Tanja Stahl leitet das Naturfreundehaus in Gelsenkirchen. Bernd Stahl ist Chemikant beim größten Arbeitgeber der Stadt, einer Raffinerie. Heute hat er Spätschicht. Deshalb kann er morgens mit mir aufs Fahrrad steigen. "Fahrrad ist als Verkehrsmittel ganz normal für mich. Ich fahre jeden Tag damit zur Arbeit. Das sind ungefähr fünf Kilometer."
Grüne Berge
Die Fahrradrouten sind hier so grün wie anderswo auch. Nur eines ist einmalig: dicke Rohre am Wegesrand. "Das sind Fernwärmeleitungen, da wird nicht Abwasser, sondern Abwärme von Kraftwerken genutzt, um Haushalte noch zu heizen", sagt Stahl. "Das war alles vor circa 40 Jahren noch umzäunt hier und eine schwarze Halde, die teilweise auch geraucht hat, weil in der Erde Kohle geglüht hat. Und wenn man sich das jetzt vorstellt, hier guckt man auf einen grünen Berg, man könnte meinen, man steht im Sauerland irgendwo an einem Hügel."
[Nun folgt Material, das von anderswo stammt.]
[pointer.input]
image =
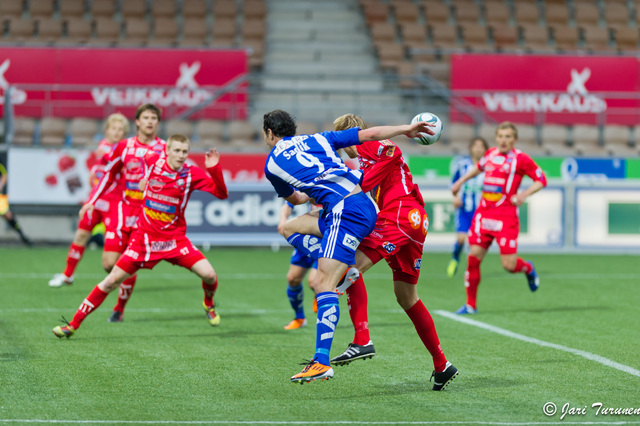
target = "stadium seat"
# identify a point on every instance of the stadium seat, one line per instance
(103, 9)
(49, 30)
(24, 131)
(83, 131)
(11, 9)
(133, 9)
(53, 131)
(41, 8)
(209, 132)
(78, 31)
(71, 9)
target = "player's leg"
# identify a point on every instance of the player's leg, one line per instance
(361, 347)
(95, 299)
(77, 248)
(295, 293)
(405, 288)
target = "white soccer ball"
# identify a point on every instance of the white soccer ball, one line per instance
(424, 138)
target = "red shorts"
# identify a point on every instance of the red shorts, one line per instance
(486, 227)
(398, 237)
(123, 223)
(145, 252)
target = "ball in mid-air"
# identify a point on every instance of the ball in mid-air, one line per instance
(424, 138)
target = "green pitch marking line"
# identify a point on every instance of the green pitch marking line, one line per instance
(588, 355)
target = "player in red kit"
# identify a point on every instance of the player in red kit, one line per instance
(398, 237)
(127, 164)
(161, 231)
(116, 127)
(497, 215)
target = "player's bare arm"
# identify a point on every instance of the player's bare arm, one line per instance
(455, 188)
(385, 132)
(519, 198)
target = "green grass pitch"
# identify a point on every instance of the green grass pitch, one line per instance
(165, 364)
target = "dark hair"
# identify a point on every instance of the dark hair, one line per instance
(280, 122)
(481, 139)
(149, 107)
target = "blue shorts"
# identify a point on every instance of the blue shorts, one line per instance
(345, 226)
(302, 260)
(463, 220)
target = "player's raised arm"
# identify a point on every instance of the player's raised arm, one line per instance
(385, 132)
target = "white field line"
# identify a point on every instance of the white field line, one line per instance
(588, 355)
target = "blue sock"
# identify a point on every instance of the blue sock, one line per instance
(296, 297)
(309, 245)
(328, 316)
(457, 249)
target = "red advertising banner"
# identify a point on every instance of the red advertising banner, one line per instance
(94, 82)
(553, 89)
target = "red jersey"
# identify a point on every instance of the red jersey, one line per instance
(385, 173)
(130, 158)
(167, 193)
(503, 174)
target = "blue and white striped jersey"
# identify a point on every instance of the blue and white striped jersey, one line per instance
(471, 191)
(311, 164)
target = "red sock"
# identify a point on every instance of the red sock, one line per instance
(472, 280)
(88, 305)
(73, 257)
(209, 291)
(124, 293)
(522, 266)
(357, 301)
(426, 329)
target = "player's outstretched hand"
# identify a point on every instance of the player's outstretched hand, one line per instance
(85, 208)
(211, 158)
(420, 127)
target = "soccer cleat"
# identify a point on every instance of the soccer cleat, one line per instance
(60, 280)
(466, 310)
(354, 352)
(313, 371)
(532, 277)
(442, 379)
(452, 268)
(349, 277)
(212, 317)
(116, 316)
(64, 331)
(296, 323)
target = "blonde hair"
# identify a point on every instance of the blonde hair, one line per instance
(349, 121)
(508, 125)
(117, 117)
(177, 138)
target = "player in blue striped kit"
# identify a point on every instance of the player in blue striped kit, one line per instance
(467, 200)
(306, 167)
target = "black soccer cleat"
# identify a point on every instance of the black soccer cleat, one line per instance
(442, 379)
(354, 352)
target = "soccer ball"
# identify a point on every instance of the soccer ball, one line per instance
(424, 138)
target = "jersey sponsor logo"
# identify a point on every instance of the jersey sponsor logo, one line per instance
(131, 253)
(160, 216)
(163, 245)
(491, 224)
(350, 241)
(416, 264)
(160, 207)
(133, 194)
(162, 197)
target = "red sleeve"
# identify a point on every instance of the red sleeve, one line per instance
(110, 172)
(213, 183)
(384, 154)
(532, 170)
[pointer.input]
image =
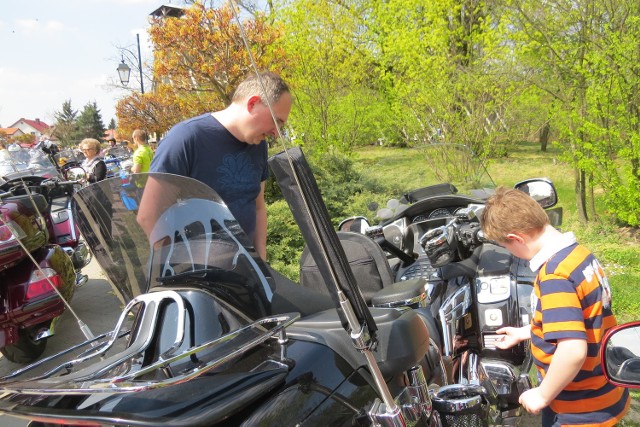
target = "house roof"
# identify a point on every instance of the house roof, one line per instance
(10, 131)
(37, 124)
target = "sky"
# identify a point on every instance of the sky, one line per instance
(57, 50)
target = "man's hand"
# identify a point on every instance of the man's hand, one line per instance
(512, 336)
(533, 401)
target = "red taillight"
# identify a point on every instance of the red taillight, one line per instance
(5, 234)
(39, 282)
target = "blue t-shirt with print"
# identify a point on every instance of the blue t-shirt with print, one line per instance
(203, 149)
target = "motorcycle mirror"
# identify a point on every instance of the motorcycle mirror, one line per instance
(357, 224)
(75, 174)
(541, 190)
(621, 355)
(384, 213)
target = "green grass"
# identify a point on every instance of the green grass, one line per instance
(617, 249)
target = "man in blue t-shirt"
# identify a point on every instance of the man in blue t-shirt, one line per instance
(227, 151)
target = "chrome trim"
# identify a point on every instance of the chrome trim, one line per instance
(451, 311)
(403, 303)
(72, 379)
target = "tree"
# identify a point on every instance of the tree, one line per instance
(90, 123)
(65, 127)
(585, 54)
(199, 59)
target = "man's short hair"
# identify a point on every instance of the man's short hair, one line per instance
(511, 211)
(141, 135)
(253, 84)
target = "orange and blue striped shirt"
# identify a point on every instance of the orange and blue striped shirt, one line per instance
(572, 299)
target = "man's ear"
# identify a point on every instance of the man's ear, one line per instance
(252, 102)
(515, 237)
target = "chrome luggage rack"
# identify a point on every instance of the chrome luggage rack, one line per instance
(122, 371)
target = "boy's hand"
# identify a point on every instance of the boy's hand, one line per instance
(533, 401)
(512, 336)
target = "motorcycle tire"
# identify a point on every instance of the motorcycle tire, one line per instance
(25, 350)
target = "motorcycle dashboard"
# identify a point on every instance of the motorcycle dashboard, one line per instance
(434, 214)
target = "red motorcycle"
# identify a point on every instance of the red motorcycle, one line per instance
(40, 254)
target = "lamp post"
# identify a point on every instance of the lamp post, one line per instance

Zehn Minuten später durch dichtes Grün sehen wir Stahls Arbeitsstätte. 2.300 Menschen sind in der Raffinerie beschäftigt. "Wir verarbeiten hier sehr viel Erdöl und machen daraus ganz verschiedene Produkte, die jeder Mensch in Deutschland braucht", sagte er. "Von Benzin über petrochemische Stoffe, die für Waschmittel gebraucht werden oder Kleidung, Polymere und so weiter. Der Charme begründet sich dadurch, dass halt dieser große Kontrast da ist. Grüne Landschaft drum herum und dann steht da mitten drin ein Werk, wo es raucht und dampft und manchmal auch feuert."